Herpetologists (scientists who study amphibians and reptiles) have reported finding frogs with missing legs, extra legs, misshapen legs, paralyzed legs that stuck out from the body at odd places, legs that were webbed together with extra skin, legs that were fused to the body, and legs that split into two half-way down. They have also found frogs with missing eyes. One one-eyed frog had a second eye growing inside its throat.

The world's frogs, toads and newts and other amphibians are dying out, with populations falling each year, according to research.

One of the biggest studies of its kind reveals that amphibian numbers have declined dramatically over the past 40 years. The findings were compiled using Internet contacts with some 200 scientists around the world. “Pollution, intensive farming, disease and climate change are all likely to have played a role,” said Jeff Houlahan, a PhD candidate in biology from the University of Ottawa in Ontario, Canada.

Data on 936 populations of amphibians and 157 species came in from 37 countries and eight regions of the world.

Using data covering the last four decades, the analysis concluded the world's amphibian population has likely decreased by more than 50 per cent since the 1950s. Decline was steepest in the 1960s -- as much as 15 per cent a year -- but continued at a slower rate, roughly two per cent, in the 1980s and '90s. North America has shown the greatest fall in amphibian populations in recent years.

Limited research findings and anecdotal information suggest several possible causes, for this decline including habitat loss; introduction of non-native predators such as fishes and bullfrogs; disease; and, possibly airborne contaminants. Where does this leave us? If we don’t change; we may be the last generation to hear frogs in the wild.
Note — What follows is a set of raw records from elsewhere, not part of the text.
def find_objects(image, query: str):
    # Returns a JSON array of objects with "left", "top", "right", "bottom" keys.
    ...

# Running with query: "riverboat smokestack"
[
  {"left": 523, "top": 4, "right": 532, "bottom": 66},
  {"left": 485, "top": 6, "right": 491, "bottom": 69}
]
I grew up not many miles from where I live now. Thirty-five years ago, I was lulled to sleep every night by a chorus of frogs. I loved the sound and lay awake for hours just listening and imagining. Thirty-five years ago, was the last time I heard frogs in the wild. I haven’t heard a frog in 35 years unless it was on television. I, for one, miss them!

1 comment:

Kathi said...

You're coming up with some great topics, Philippa! We still have lots of frogs, including tree frogs, where I live in the Southern US. I was at a friends house on a local mountain the other night and the chorus of frogs was absolutely deafening. Of course, there are many changes in the flora and fauna here, from environment, etc. Reading your blog, given what is happening with the ice caps, I can't help but wonder if we would have had the blessing of the frogs warning sooner, if they were in the Artic. They're paying a horrible price for our stupidity and we, apparently, are still not listening.